Women’s Voice and Leadership: How to ensure that donor funding reaches, and simultaneously capacitates, marginalized community-based women’s rights organisations

ByMarinda Weideman

Women’s Voice and Leadership: How to ensure that donor funding reaches, and simultaneously capacitates, marginalized community-based women’s rights organisations

In June 2017, Global Affairs Canada launched its Women’s Voice and Leadership Program (WVL). The program, which is driven by Canada’s Feminist International Assistance Policy (FIAP), responds specifically to the funding and capacity needs of small to medium-sized women’s rights organisations (WROs) and networks in developing countries in Asia, Latin America, and Africa.

The WVL Program envisioned that support provided to civil society organisations would advance gender equality, empower women, and promote and protect human rights. The specific aims of the Program are to improve the management and sustainability of local and regional women’s rights organisations, to strengthen the capacity of women’s rights organisations to program and advocate to advance gender equality and the empowerment of women and girls, and to increase the effectiveness of networks and alliances to affect policy, legal and social change. The WVL Program now includes 32 projects, in 30 countries, and is being implemented in collaboration with 21 partner organisations.

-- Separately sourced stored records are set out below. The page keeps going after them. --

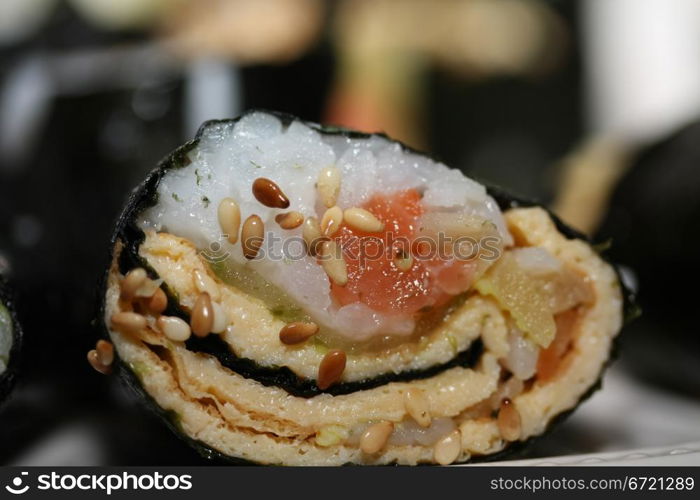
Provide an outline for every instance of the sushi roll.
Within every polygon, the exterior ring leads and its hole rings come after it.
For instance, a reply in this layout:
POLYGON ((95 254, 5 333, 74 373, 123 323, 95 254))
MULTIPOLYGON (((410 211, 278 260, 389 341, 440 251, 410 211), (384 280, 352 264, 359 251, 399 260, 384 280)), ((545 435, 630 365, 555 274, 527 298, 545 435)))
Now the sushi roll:
POLYGON ((17 377, 21 338, 14 297, 9 284, 0 274, 0 404, 9 396, 17 377))
POLYGON ((92 362, 118 359, 208 457, 484 460, 597 386, 624 295, 538 206, 385 136, 253 111, 132 194, 92 362))

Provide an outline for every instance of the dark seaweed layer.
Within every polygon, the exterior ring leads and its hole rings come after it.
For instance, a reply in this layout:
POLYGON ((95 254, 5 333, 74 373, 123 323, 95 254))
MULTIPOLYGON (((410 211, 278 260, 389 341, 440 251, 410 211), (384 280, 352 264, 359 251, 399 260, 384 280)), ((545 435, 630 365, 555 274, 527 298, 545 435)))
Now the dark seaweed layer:
POLYGON ((205 338, 191 337, 187 341, 190 351, 202 352, 215 356, 226 368, 243 375, 246 378, 257 380, 263 385, 283 387, 287 392, 302 398, 311 398, 321 393, 339 396, 356 391, 366 391, 390 382, 410 382, 412 380, 426 379, 449 370, 450 368, 470 368, 476 365, 484 350, 480 339, 476 340, 465 351, 458 353, 448 363, 434 365, 424 370, 409 370, 400 373, 385 373, 377 377, 360 380, 357 382, 343 382, 335 384, 328 389, 321 390, 315 380, 301 378, 286 366, 264 367, 255 361, 239 358, 231 352, 228 344, 218 335, 209 335, 205 338))
MULTIPOLYGON (((252 111, 251 111, 252 112, 252 111)), ((274 116, 276 116, 284 126, 289 126, 294 120, 297 120, 297 118, 283 114, 283 113, 278 113, 278 112, 270 112, 266 111, 274 116)), ((153 170, 146 180, 139 186, 137 190, 134 191, 134 193, 131 195, 129 198, 127 205, 122 212, 121 216, 118 219, 117 222, 117 227, 114 232, 112 241, 111 241, 111 249, 112 251, 115 248, 115 244, 118 241, 121 241, 125 243, 125 248, 124 251, 120 255, 120 260, 119 260, 119 267, 122 272, 128 271, 129 269, 136 267, 136 266, 141 266, 146 268, 151 277, 157 277, 156 272, 148 265, 148 263, 142 259, 138 255, 138 248, 140 244, 143 242, 144 239, 144 234, 143 232, 137 227, 135 223, 135 218, 136 215, 138 215, 141 211, 143 211, 145 208, 149 206, 153 206, 157 203, 158 201, 158 195, 157 195, 157 187, 158 184, 160 183, 160 179, 165 175, 165 173, 170 170, 170 169, 176 169, 183 167, 189 163, 189 160, 187 158, 187 153, 191 150, 193 150, 199 140, 200 137, 203 133, 203 131, 216 123, 234 123, 240 119, 232 119, 232 120, 212 120, 209 122, 205 122, 202 127, 200 127, 199 131, 197 132, 197 135, 195 139, 177 150, 175 150, 172 154, 170 154, 168 157, 166 157, 164 160, 161 161, 161 163, 158 165, 158 167, 153 170)), ((347 130, 343 128, 338 128, 338 127, 324 127, 322 125, 314 124, 314 123, 306 123, 307 125, 311 126, 312 128, 318 130, 320 133, 327 134, 327 135, 342 135, 344 137, 349 137, 352 139, 366 139, 372 137, 372 134, 366 134, 362 132, 357 132, 353 130, 347 130)), ((380 134, 383 137, 386 138, 383 134, 380 134)), ((396 141, 394 141, 396 142, 396 141)), ((403 144, 401 146, 404 148, 406 151, 410 151, 412 153, 417 153, 417 154, 424 154, 418 151, 415 151, 403 144)), ((525 200, 516 196, 513 196, 500 188, 497 187, 487 187, 489 194, 494 197, 496 202, 498 203, 499 207, 502 210, 508 210, 511 208, 517 208, 517 207, 532 207, 532 206, 537 206, 537 207, 542 207, 542 205, 538 204, 535 201, 531 200, 525 200)), ((544 207, 542 207, 544 208, 544 207)), ((547 210, 550 216, 552 217, 553 221, 556 224, 557 229, 564 234, 567 238, 569 239, 580 239, 585 241, 588 244, 592 244, 591 241, 585 237, 583 234, 580 232, 576 231, 575 229, 567 226, 565 223, 563 223, 556 215, 551 213, 549 210, 547 210)), ((104 310, 105 310, 105 294, 104 291, 106 290, 106 283, 107 283, 107 277, 108 277, 109 271, 107 271, 103 277, 103 285, 101 287, 102 294, 100 297, 100 311, 99 311, 99 316, 101 318, 104 317, 104 310)), ((633 318, 635 314, 638 312, 636 309, 635 305, 635 300, 634 300, 634 295, 632 292, 624 285, 624 283, 620 282, 621 288, 623 290, 623 295, 625 299, 625 317, 626 319, 633 318)), ((173 315, 178 315, 181 317, 184 317, 187 319, 187 315, 184 313, 184 311, 180 310, 179 307, 175 305, 175 295, 167 289, 167 286, 164 286, 164 289, 166 290, 166 293, 168 293, 169 297, 169 305, 168 305, 168 310, 166 311, 166 314, 173 314, 173 315)), ((102 324, 103 326, 103 335, 105 337, 108 337, 108 330, 107 330, 107 325, 102 324)), ((296 374, 291 372, 286 367, 278 367, 278 368, 270 368, 270 367, 263 367, 258 365, 255 361, 249 360, 249 359, 244 359, 244 358, 239 358, 235 356, 230 349, 228 348, 228 345, 226 345, 223 341, 221 341, 218 336, 209 336, 206 339, 193 339, 188 341, 188 348, 191 348, 193 350, 199 350, 200 352, 206 352, 207 354, 215 356, 224 366, 227 366, 228 368, 240 373, 241 375, 244 375, 248 378, 255 379, 260 381, 261 383, 265 385, 274 385, 277 387, 282 387, 290 394, 298 395, 301 397, 311 397, 316 394, 318 394, 320 391, 318 388, 315 386, 315 383, 313 381, 309 380, 304 380, 300 379, 296 374)), ((439 365, 435 367, 431 367, 427 370, 422 370, 422 371, 411 371, 411 372, 406 372, 404 374, 399 374, 399 375, 393 375, 393 374, 387 374, 383 375, 380 377, 375 377, 371 380, 366 380, 366 381, 361 381, 361 382, 354 382, 354 383, 346 383, 346 384, 338 384, 334 387, 331 387, 327 392, 331 394, 347 394, 350 392, 358 391, 358 390, 363 390, 363 389, 368 389, 371 387, 377 387, 381 386, 383 384, 395 381, 395 380, 415 380, 415 379, 420 379, 420 378, 427 378, 436 375, 437 373, 440 373, 446 369, 452 368, 454 366, 471 366, 480 357, 481 352, 483 351, 483 346, 481 345, 481 342, 478 344, 474 344, 472 348, 469 350, 460 353, 457 355, 451 362, 444 364, 444 365, 439 365), (400 379, 394 379, 393 377, 401 377, 400 379)), ((613 352, 613 355, 615 354, 615 350, 613 352)), ((612 357, 612 356, 611 356, 612 357)), ((606 365, 607 366, 607 365, 606 365)), ((604 367, 605 368, 605 367, 604 367)), ((601 369, 601 378, 602 374, 604 371, 604 368, 601 369)), ((167 425, 181 438, 183 438, 185 441, 187 441, 195 450, 197 450, 202 456, 216 460, 216 461, 223 461, 223 462, 233 462, 233 463, 244 463, 245 461, 237 458, 237 457, 230 457, 226 456, 219 451, 212 449, 211 447, 205 445, 204 443, 194 440, 190 438, 189 436, 186 436, 179 426, 177 425, 177 416, 172 415, 171 412, 166 412, 162 408, 160 408, 157 403, 143 390, 141 387, 138 377, 126 366, 121 365, 120 366, 120 372, 122 373, 122 379, 126 381, 127 385, 130 386, 132 389, 134 389, 141 398, 143 398, 147 405, 151 407, 153 411, 155 411, 159 416, 161 416, 167 423, 167 425)), ((587 399, 599 386, 600 386, 600 380, 599 378, 598 382, 594 384, 587 392, 584 394, 580 401, 579 404, 587 399)), ((573 410, 572 410, 573 411, 573 410)), ((549 428, 555 424, 561 422, 570 412, 562 413, 558 415, 552 423, 550 423, 549 428)), ((486 456, 486 457, 474 457, 472 461, 490 461, 492 459, 499 459, 503 458, 508 454, 511 453, 517 453, 519 451, 522 451, 526 445, 534 441, 535 439, 539 438, 540 436, 535 436, 533 438, 530 438, 524 443, 515 443, 513 445, 510 445, 508 448, 503 450, 502 452, 499 452, 496 455, 493 456, 486 456)))
POLYGON ((2 403, 12 391, 19 374, 20 351, 22 349, 22 329, 20 328, 15 311, 15 296, 5 278, 0 275, 0 303, 10 313, 12 319, 12 348, 7 368, 0 375, 0 403, 2 403))

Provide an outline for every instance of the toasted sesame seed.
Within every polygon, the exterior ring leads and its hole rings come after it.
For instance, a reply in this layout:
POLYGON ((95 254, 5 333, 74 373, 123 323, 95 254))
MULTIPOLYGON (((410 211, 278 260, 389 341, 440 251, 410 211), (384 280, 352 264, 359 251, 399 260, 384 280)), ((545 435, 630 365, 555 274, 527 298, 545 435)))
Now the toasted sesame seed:
POLYGON ((253 181, 253 196, 266 207, 289 207, 289 198, 287 198, 277 184, 265 177, 258 177, 253 181))
POLYGON ((146 318, 134 312, 118 312, 112 315, 112 326, 124 333, 138 333, 146 328, 146 318))
POLYGON ((384 223, 364 208, 352 207, 343 213, 345 223, 365 233, 378 233, 384 230, 384 223))
POLYGON ((405 250, 399 248, 394 253, 394 264, 399 271, 409 271, 413 267, 413 256, 405 250))
POLYGON ((343 223, 343 211, 340 207, 331 207, 321 217, 321 233, 333 236, 343 223))
POLYGON ((340 170, 336 167, 326 167, 321 170, 316 181, 316 189, 326 208, 335 205, 340 194, 340 170))
POLYGON ((321 234, 321 227, 316 217, 309 217, 304 221, 301 234, 306 243, 306 250, 312 257, 319 252, 321 244, 328 239, 321 234))
POLYGON ((103 366, 110 366, 114 361, 114 346, 106 340, 98 340, 95 346, 97 359, 103 366))
POLYGON ((295 229, 304 223, 304 215, 299 212, 286 212, 275 215, 275 222, 282 229, 295 229))
POLYGON ((194 279, 194 287, 198 292, 207 292, 212 300, 219 300, 221 298, 218 285, 205 271, 195 269, 192 273, 192 278, 194 279))
POLYGON ((233 198, 224 198, 217 210, 219 226, 229 243, 238 241, 238 229, 241 227, 241 209, 233 198))
POLYGON ((100 355, 95 349, 88 351, 87 360, 88 363, 90 363, 90 366, 92 366, 95 369, 95 371, 101 373, 102 375, 109 375, 110 373, 112 373, 111 366, 105 366, 102 363, 100 363, 100 355))
POLYGON ((462 433, 455 429, 435 443, 433 457, 440 465, 449 465, 462 453, 462 433))
POLYGON ((329 351, 321 360, 318 367, 318 378, 316 385, 319 389, 325 390, 340 380, 345 371, 347 356, 343 351, 329 351))
POLYGON ((121 298, 126 301, 133 300, 136 290, 139 289, 147 278, 146 270, 141 267, 137 267, 126 273, 121 283, 121 298))
POLYGON ((394 424, 384 421, 370 425, 360 437, 360 449, 371 455, 382 450, 394 432, 394 424))
POLYGON ((404 406, 408 414, 421 427, 430 427, 430 401, 425 393, 416 387, 407 390, 403 395, 404 406))
POLYGON ((308 338, 316 335, 318 325, 316 323, 304 323, 295 321, 284 325, 280 330, 280 341, 286 345, 301 344, 308 338))
POLYGON ((190 317, 192 333, 197 337, 206 337, 211 332, 213 324, 214 311, 211 305, 211 297, 207 292, 200 293, 194 303, 190 317))
POLYGON ((334 241, 324 241, 319 253, 321 266, 328 277, 338 286, 345 286, 348 282, 348 267, 343 258, 340 247, 334 241))
POLYGON ((228 326, 228 314, 226 309, 218 302, 212 302, 214 312, 214 323, 211 326, 211 333, 222 333, 228 326))
POLYGON ((257 215, 251 215, 243 223, 241 229, 241 246, 246 259, 254 259, 263 244, 265 226, 257 215))
POLYGON ((157 316, 162 314, 165 308, 168 307, 168 297, 161 288, 158 288, 151 298, 146 299, 144 305, 148 312, 157 316))
POLYGON ((160 288, 161 283, 163 283, 162 279, 152 280, 147 278, 143 283, 141 283, 141 286, 138 287, 134 293, 134 296, 140 299, 151 298, 153 297, 153 294, 156 293, 156 290, 160 288))
POLYGON ((156 321, 156 325, 163 332, 163 335, 175 342, 184 342, 190 338, 192 333, 190 325, 177 316, 161 316, 156 321))
POLYGON ((522 432, 522 423, 520 412, 515 407, 513 402, 506 398, 501 402, 501 407, 498 409, 498 430, 501 436, 506 441, 517 441, 520 439, 522 432))

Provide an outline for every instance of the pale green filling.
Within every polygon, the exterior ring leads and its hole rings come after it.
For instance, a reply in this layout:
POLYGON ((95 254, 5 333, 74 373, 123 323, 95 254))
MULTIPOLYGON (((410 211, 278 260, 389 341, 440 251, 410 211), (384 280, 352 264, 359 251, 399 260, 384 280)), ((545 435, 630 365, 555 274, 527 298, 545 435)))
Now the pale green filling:
POLYGON ((285 323, 311 321, 311 318, 292 298, 265 280, 254 270, 233 259, 210 263, 211 270, 221 281, 241 292, 262 301, 270 313, 285 323))
POLYGON ((0 304, 0 373, 7 369, 12 349, 12 317, 5 306, 0 304))

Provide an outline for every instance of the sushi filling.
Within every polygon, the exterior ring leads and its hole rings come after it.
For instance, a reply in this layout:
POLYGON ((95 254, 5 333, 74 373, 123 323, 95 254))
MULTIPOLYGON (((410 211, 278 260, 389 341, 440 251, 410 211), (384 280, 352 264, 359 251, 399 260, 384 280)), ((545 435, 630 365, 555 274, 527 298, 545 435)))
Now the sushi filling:
POLYGON ((269 289, 282 291, 281 308, 310 318, 320 338, 333 343, 412 336, 426 311, 466 292, 487 263, 468 250, 457 261, 442 255, 443 247, 452 250, 462 238, 479 251, 484 240, 498 253, 511 240, 483 186, 381 137, 349 141, 253 113, 233 129, 209 126, 187 158, 190 165, 161 180, 158 201, 140 214, 139 228, 187 239, 209 252, 229 282, 257 288, 263 300, 279 299, 267 297, 269 289), (256 198, 251 187, 268 179, 288 209, 256 198), (226 202, 236 204, 240 238, 221 223, 226 202), (303 223, 286 229, 276 218, 290 210, 303 223), (319 236, 305 251, 314 225, 319 236), (454 227, 457 234, 450 233, 454 227), (242 243, 259 236, 262 246, 249 258, 242 243), (419 239, 427 244, 409 248, 419 239))
POLYGON ((617 278, 543 210, 264 113, 181 154, 120 232, 105 321, 189 437, 264 463, 452 463, 542 433, 598 378, 617 278))
POLYGON ((7 365, 10 362, 12 337, 12 317, 7 308, 0 304, 0 375, 7 370, 7 365))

Womens Voice and Leadership Program (WVL)
Women’s Voice and Leadership Program (WVL) launched by Global Affairs Canada

In South Africa, the WVL Program is being implemented by Gender Links for Equality and Justice, a medium-sized, regional WRO. Gender Links aims to support and strengthen at least 85 local WROs, including three women’s rights networks, and to provide them with the capacity, resources, and opportunity to advance their priorities for gender equality and women’s empowerment across the most marginalised areas of South Africa.

In partnership with Global Affairs Canada (GAC), Gender Links sought to develop a feminist and transparent selection process and a grants disbursement and management model that would ensure the distribution of funds and capacity building initiatives to the most marginalized WROs in South Africa (i.e. to those organisations that generally do not have the systems, skills, experience, resources or capacity required to access donor funding but who do very important and impactful work towards women’s empowerment).

Ways to increase the number of applications (460 were eventually received) and to capacitate often overlooked WROs included travelling to remote or under-resourced areas and setting up “hubs” where potential applicants were provided with data, access to laptops, basic computer literacy training, other technical support, translation services, and one-on-one support to address any identified skills deficits. A 24-hour helpline was also created to assist organisations during the online application process.

Organisations were not rejected because they failed to meet minimum governance or financial management criteria. Instead, during the due diligence process, they were asked whether they were willing to comply with these standards, and those who were selected were subsequently provided with customized on-the-job training and supported, inter alia, to open business bank accounts, to have two signatories on their accounts, to register their organisations, to establish boards or appropriate governance structures, to register with the receiver of revenue and to complete other activities that promote good corporate governance.

Women’s Voice and Leadership training sessions held in South Africa
Women’s Voice and Leadership training sessions held in South Africa

A password-protected helpdesk was established through which grantees could access the necessary financial management, communications, and monitoring and evaluation tools. Numerous group training sessions have taken place whilst individual support continues.

Finally, Gender Links has developed a customized grants management system that functions as an effective and continuous monitoring and evaluation system, whilst also serving as a capacity-building tool, where organisations learn skills and processes on the online platform, linked to training and one-on-one support that will increase their chances of accessing other funding opportunities in the future. The inclusive approach therefore also contributes to the sustainability of the WRO sector in South Africa.

Although the approach is a relatively high-risk one which requires dedication and commitment and places huge demands on the human resource capacity of the implementing organisation, it has been successful thus far, and pilots a fundamental shift from most mainstream funding to a transparent, inclusive, capacitating and feminist approach to funding.